Colin Wonfor's experience as a chemist, power supplies expert & audio designer is extensive. His CV includes organisations such as British Petroleum, the M.O.D., NASA, IBM, Naim, Cambridge Audio, Reid Electronics and many, many others.

Of interest was his work for NASA on the International Space Station, which included work on the solar array and power conversion (and the quietest switching power supply in the... or above the world).

His work is never far away - the ISS (look up), your computer, mobile device, TV, your automobile, Disneyland...

Don't forget one4audio, where his famous class A designs can be found in kit form, for the keen DIYer.

Colin Wonfor helped set up Tellurium Q, a UK based audio company which had it's genesis in another company named Catch22 which Colin was integral to. Tellurium Q went on to become one of the most successful audio start-ups of recent times, largely thanks to Colin's design concepts which formed the foundation of the original TQ product line.

 

Colin led the technical development of many award winning cables and also some fine amplifiers, marketed as "combating phase distortion". Technically there was a lot more than that going on... The technology Colin developed at TQ is still well regarded even though the company seems to have lost interest in building on earlier technical achievements and is no longer pursuing Colin's original vision. 

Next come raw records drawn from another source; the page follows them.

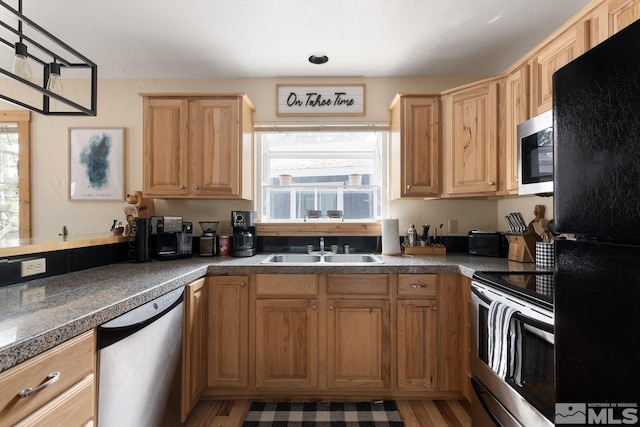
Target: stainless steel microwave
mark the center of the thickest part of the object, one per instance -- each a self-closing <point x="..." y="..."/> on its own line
<point x="535" y="155"/>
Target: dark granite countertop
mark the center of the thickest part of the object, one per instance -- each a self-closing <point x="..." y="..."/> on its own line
<point x="43" y="313"/>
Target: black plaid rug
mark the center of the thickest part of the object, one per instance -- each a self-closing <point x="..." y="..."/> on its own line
<point x="323" y="414"/>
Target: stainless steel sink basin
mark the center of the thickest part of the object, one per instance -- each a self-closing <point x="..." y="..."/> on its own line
<point x="352" y="259"/>
<point x="323" y="258"/>
<point x="295" y="258"/>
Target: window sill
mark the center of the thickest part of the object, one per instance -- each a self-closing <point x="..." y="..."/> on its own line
<point x="320" y="228"/>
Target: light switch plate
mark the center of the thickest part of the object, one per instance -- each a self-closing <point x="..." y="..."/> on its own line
<point x="33" y="267"/>
<point x="31" y="296"/>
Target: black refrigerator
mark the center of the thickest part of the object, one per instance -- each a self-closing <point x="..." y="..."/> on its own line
<point x="596" y="114"/>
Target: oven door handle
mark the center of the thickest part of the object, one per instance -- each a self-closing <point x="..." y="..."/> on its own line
<point x="518" y="316"/>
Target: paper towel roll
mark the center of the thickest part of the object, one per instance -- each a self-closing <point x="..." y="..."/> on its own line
<point x="390" y="237"/>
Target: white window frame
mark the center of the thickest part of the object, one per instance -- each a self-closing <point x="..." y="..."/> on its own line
<point x="378" y="190"/>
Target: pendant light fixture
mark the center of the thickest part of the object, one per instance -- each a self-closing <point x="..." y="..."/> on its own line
<point x="40" y="51"/>
<point x="54" y="83"/>
<point x="21" y="67"/>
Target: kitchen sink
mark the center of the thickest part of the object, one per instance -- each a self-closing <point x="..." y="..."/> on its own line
<point x="323" y="258"/>
<point x="352" y="259"/>
<point x="294" y="258"/>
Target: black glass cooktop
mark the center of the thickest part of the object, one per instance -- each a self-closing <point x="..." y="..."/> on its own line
<point x="535" y="286"/>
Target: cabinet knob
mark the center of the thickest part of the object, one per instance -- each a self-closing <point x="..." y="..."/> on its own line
<point x="51" y="378"/>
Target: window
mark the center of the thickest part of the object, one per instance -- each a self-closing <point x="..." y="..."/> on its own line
<point x="336" y="174"/>
<point x="15" y="184"/>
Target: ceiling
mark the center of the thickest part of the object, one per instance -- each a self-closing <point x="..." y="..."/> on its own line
<point x="260" y="38"/>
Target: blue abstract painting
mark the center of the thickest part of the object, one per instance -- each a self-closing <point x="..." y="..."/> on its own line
<point x="96" y="164"/>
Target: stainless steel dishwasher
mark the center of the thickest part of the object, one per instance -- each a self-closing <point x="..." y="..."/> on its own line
<point x="139" y="365"/>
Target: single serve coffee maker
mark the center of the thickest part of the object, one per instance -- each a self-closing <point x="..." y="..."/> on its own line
<point x="244" y="233"/>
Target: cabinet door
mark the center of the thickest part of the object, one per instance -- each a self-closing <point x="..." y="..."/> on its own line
<point x="358" y="344"/>
<point x="415" y="147"/>
<point x="470" y="140"/>
<point x="287" y="343"/>
<point x="517" y="111"/>
<point x="216" y="147"/>
<point x="562" y="50"/>
<point x="193" y="346"/>
<point x="612" y="16"/>
<point x="228" y="340"/>
<point x="417" y="344"/>
<point x="166" y="146"/>
<point x="74" y="407"/>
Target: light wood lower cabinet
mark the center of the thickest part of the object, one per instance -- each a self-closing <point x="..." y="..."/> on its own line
<point x="194" y="366"/>
<point x="228" y="332"/>
<point x="287" y="343"/>
<point x="358" y="344"/>
<point x="328" y="335"/>
<point x="70" y="400"/>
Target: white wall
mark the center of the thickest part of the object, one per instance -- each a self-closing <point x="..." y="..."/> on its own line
<point x="119" y="105"/>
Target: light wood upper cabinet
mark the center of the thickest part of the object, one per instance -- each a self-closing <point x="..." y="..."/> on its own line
<point x="559" y="52"/>
<point x="415" y="147"/>
<point x="516" y="112"/>
<point x="610" y="17"/>
<point x="470" y="140"/>
<point x="198" y="146"/>
<point x="166" y="146"/>
<point x="228" y="331"/>
<point x="194" y="365"/>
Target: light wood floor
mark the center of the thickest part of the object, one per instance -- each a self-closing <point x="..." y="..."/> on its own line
<point x="415" y="413"/>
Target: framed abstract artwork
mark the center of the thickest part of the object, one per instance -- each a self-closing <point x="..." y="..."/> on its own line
<point x="96" y="164"/>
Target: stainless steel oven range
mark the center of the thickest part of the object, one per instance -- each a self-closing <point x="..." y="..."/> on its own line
<point x="512" y="359"/>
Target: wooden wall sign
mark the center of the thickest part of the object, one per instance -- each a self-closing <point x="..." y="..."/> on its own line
<point x="320" y="100"/>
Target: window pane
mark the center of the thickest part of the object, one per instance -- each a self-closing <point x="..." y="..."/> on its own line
<point x="320" y="164"/>
<point x="9" y="197"/>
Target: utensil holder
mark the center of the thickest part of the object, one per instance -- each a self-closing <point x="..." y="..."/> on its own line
<point x="522" y="247"/>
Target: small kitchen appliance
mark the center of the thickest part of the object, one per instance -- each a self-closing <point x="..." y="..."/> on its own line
<point x="244" y="233"/>
<point x="535" y="155"/>
<point x="488" y="243"/>
<point x="209" y="240"/>
<point x="170" y="237"/>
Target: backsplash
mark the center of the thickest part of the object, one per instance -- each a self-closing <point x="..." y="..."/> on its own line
<point x="63" y="261"/>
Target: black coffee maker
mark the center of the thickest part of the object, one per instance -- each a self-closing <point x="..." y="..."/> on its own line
<point x="244" y="233"/>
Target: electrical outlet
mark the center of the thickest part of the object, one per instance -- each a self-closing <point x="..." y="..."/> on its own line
<point x="33" y="267"/>
<point x="31" y="296"/>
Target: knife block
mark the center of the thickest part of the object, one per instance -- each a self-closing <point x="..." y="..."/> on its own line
<point x="522" y="247"/>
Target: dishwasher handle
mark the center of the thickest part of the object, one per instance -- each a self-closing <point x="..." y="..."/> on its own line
<point x="131" y="322"/>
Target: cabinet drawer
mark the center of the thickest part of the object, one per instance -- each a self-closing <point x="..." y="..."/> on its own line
<point x="278" y="285"/>
<point x="74" y="407"/>
<point x="417" y="285"/>
<point x="358" y="284"/>
<point x="74" y="360"/>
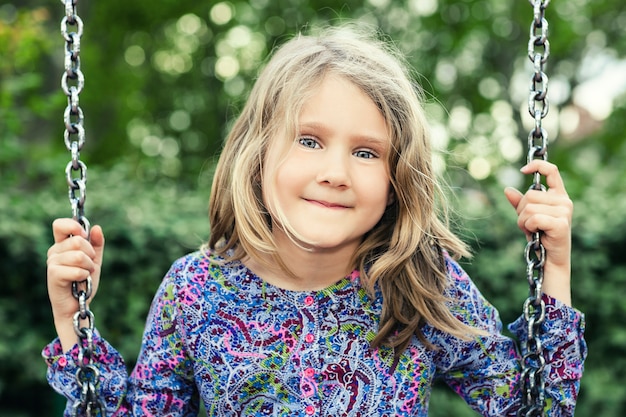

Colin's understanding of how to design audio cabling has since progressed significantly, and freedom from corporate concerns has allowed a fresh 'cost no object' approach to R&D. The EWA cable system may now be one of the most expensive raw cables in use for audio (in terms of manufacturing costs). It must also be the most advanced. His latest work takes his earlier, first generation accomplishments and builds on them most impressively.

Colin has quite some experience with power, which he brings to audio. Having once constructed a 3-phase amplifier (used for stress testing aircraft fuselage), he built the largest solid state SECA amplifier in the world - 300W. This amplifier took out the power breakers of the hotel where it was demonstrated...

There were also 150W variants and 50W. A  more sensible range of consumer amps (TOCA) were also sold and can occasionally be found. 

Colin established Inca Tech in Essex, which became a thriving and prosperous company for many years. It started by being the world leaders in gold plated mains plugs and matching sockets - these sold in great quantities (for a time Colin drove an old Rolls Royce, which he had gold plated. Well, it was Essex...)

Later, the company sold the Claymore, one of the most famous integrated amplifiers ever built. These sold in the thousands every month - people were thrilled with the sheer power and musicality of this mosfet based amplifier. They were built so well that a great many remain in use today. Colin is actively servicing and upgrading Claymores, including using modern, superior output devices, so your Claymore will sound better than new!

The Inca Tech, and later ID (Inca Designs) range included a great many amplifiers from integrated to large class A, and interestingly, an FM tuner which may be one of the best ever built. If you find one, Colin will tell you why...

The early days: AC Magnum. A was for Anthony Relph (later of REga), C was for Colin. AC Magnum were a range of high performance pre-amplifiers and powerful Mosfet power amplifiers, heavily biased to A.

These amplifiers are often found going strong today, and are capable of driving the most difficult loads (including large Apogee ribbons and in one case, being used for arc welding).